Although YSI oversaw only about 9 percent of the state’s juvenile jail beds during the past five years, the company was responsible for nearly 15 percent of all reported cases of excessive force and injured youths.

In 2012, 23 incidents of excessive force were reported at YSI facilities. By comparison, G4S Youth Services — the state’s largest private provider of youth prison beds — generated 21 such reports, despite overseeing nearly three times as many beds.

Among the other key findings from HuffPost’s investigation:

  1. Staff underreport serious incidents such as major fights and staff assaults in an effort to keep the state in the dark and avoid additional scrutiny – a violation of the company’s contracts as well as Department of Juvenile Justice rules requiring that contracted staff report such incidents to state authorities.

  2. Though state guidelines prohibit “unnecessarily harsh or indecent treatment,” YSI guards have frequently resorted to violence in confrontations with youth, slapping and choking inmates and sometimes fracturing bones, according to police reports. Former employees told HuffPost that YSI often fails to document such incidents.

  3. Staff turnover at YSI’s prisons is rampant, leaving inexperienced guards to manage a tough population.

  4. At YSI facilities, food is often in short supply and frequently undercooked. Youth interviewed by HuffPost recounted being served bloody, raw chicken and sometimes finding flies inside pre-cooked dishes. In order to get enough food, youth are allowed to gamble through card games and sports bets while trading “picks” — the right to take someone else’s food at the next meal.

Former employees recall going without basic supplies such as toilet paper, deodorant and tampons — also violations of department policy. They say they lacked the funds to provide activities for the youth held in YSI’s prisons.

“We were kept like rats in a trap, in a maze,” said Angela Phillips, a former shift supervisor at Broward Girls Academy in Pembroke Pines, northwest of Miami. “There was no outlet and no stimulation, so they would just turn on each other, and turn on staff. That’s how it was day in, day out.”

The company spokesman, Jesse Williams, dismissed claims that YSI fails to report incidents, saying the company always complies with state guidelines. “Our reporting process is the best in the industry,” he said.

He argued that YSI’s employee turnover rate and salaries are in line with the industry average. “The job is a difficult one,” he said. “Despite our best efforts to assess a candidate’s fitness for the position, which include employment and background screening and proper training, we don’t know of their true suitability until they are well into the job.”

Local public defenders and groups such as the Southern Poverty Law Center have for years forwarded concerns about YSI facilities to the state, but Florida has done little to investigate allegations of verbal and physical abuse.

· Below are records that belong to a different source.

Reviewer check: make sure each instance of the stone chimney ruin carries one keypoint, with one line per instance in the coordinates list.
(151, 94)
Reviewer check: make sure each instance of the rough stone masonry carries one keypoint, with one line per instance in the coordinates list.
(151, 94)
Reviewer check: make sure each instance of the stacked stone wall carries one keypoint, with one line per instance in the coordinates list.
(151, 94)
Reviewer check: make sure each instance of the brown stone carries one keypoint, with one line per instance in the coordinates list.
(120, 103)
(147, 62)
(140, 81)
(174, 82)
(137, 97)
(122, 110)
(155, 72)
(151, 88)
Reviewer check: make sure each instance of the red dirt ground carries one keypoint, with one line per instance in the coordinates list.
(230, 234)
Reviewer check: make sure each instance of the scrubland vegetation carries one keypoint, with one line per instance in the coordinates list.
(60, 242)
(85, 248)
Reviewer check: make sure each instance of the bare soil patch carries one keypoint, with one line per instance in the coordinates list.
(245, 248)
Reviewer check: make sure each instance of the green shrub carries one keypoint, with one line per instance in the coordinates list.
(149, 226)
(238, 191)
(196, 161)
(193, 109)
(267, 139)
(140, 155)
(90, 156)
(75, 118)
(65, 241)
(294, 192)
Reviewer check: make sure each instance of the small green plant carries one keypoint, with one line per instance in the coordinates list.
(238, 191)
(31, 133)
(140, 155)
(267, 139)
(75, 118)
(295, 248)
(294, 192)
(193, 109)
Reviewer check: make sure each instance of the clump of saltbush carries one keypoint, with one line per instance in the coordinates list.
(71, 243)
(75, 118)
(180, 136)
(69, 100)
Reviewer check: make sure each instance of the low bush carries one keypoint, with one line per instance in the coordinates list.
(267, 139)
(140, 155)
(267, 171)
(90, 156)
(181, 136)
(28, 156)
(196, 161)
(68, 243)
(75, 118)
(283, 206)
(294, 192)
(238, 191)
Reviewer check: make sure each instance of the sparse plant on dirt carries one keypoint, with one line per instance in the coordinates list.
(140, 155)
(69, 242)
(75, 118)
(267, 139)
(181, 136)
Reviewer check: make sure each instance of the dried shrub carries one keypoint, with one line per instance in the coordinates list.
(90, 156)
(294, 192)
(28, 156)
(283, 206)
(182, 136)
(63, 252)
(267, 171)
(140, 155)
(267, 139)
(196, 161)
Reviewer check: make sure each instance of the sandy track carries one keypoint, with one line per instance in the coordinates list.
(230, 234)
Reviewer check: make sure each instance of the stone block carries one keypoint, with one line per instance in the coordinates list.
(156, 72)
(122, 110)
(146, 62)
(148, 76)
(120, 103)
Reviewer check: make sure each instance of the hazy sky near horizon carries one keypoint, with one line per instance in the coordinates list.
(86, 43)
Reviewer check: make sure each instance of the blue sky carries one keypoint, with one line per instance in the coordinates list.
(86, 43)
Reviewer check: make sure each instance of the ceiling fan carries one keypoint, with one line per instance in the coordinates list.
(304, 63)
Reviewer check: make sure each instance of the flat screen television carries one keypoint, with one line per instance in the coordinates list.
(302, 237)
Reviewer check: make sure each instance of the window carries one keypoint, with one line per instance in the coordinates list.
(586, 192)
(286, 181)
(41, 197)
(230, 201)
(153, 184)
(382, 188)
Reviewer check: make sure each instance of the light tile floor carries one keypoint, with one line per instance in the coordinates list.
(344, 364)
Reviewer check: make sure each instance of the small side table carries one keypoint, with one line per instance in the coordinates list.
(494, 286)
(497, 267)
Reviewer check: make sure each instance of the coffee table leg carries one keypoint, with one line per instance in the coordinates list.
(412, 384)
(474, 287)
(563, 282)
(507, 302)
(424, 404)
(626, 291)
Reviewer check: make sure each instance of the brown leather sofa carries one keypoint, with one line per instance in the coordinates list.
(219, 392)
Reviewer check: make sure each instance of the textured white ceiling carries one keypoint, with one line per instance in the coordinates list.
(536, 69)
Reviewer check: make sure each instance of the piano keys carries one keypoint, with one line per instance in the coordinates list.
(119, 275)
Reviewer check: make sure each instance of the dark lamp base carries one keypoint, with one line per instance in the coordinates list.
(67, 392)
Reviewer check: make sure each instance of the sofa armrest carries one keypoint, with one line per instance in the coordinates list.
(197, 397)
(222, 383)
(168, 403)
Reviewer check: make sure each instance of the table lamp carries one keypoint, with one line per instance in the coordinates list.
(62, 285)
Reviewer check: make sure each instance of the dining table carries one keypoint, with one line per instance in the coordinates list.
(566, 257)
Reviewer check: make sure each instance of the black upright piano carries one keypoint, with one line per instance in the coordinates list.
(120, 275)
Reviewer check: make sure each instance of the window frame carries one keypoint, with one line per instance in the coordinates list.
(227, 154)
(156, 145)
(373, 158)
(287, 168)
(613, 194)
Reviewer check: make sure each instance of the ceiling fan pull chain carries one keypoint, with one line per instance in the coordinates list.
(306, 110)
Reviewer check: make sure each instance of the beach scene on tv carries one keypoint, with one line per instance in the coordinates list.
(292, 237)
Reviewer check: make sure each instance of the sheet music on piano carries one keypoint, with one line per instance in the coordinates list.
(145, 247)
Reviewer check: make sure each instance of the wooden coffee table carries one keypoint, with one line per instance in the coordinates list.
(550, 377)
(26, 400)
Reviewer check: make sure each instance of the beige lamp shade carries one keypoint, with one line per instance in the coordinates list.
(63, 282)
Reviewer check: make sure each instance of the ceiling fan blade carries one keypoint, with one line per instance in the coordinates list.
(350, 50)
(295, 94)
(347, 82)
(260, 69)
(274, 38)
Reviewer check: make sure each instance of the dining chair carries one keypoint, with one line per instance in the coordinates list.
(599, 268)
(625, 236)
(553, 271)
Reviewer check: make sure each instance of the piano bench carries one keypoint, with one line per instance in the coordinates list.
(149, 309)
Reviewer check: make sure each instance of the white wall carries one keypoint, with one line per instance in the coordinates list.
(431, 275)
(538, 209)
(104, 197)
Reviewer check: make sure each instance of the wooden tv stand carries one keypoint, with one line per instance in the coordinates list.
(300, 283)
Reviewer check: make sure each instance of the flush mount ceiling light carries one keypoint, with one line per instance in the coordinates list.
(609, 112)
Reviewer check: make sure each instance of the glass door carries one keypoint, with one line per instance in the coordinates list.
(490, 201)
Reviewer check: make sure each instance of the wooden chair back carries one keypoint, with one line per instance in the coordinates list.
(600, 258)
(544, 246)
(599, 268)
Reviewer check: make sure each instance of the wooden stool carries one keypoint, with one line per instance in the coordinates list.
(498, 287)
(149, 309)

In the summer of 2012, after the Broward County Public Defender’s Office sent a letter to the Department of Juvenile Justice outlining issues with food and fighting at a different facility, the state inspector handed out a pro-forma questionnaire to about 20 boys there.

Last year, the state declined to renew YSI’s contract for that program, a 154-bed facility called Thompson Academy where state officials over the years had documented frequent violence and failures to report serious incidents. But that decision was not due to poor performance, according to a letter the state sent to the company in August 2012. Indeed, this year, the state awarded YSI another contract to manage a facility less than a mile away.

“I always think it’s ironic that you can’t get a job as a janitor for the Department of Juvenile Justice — understandably so — if you have any kind of conviction on your record,” said Marie Osborne, the chief juvenile public defender in Miami-Dade County, who has followed YSI for more than a decade. “They’re scrupulous with individual employees, but a corporation can have this corporate rap sheet, and it’s no problem. They can get contracts.”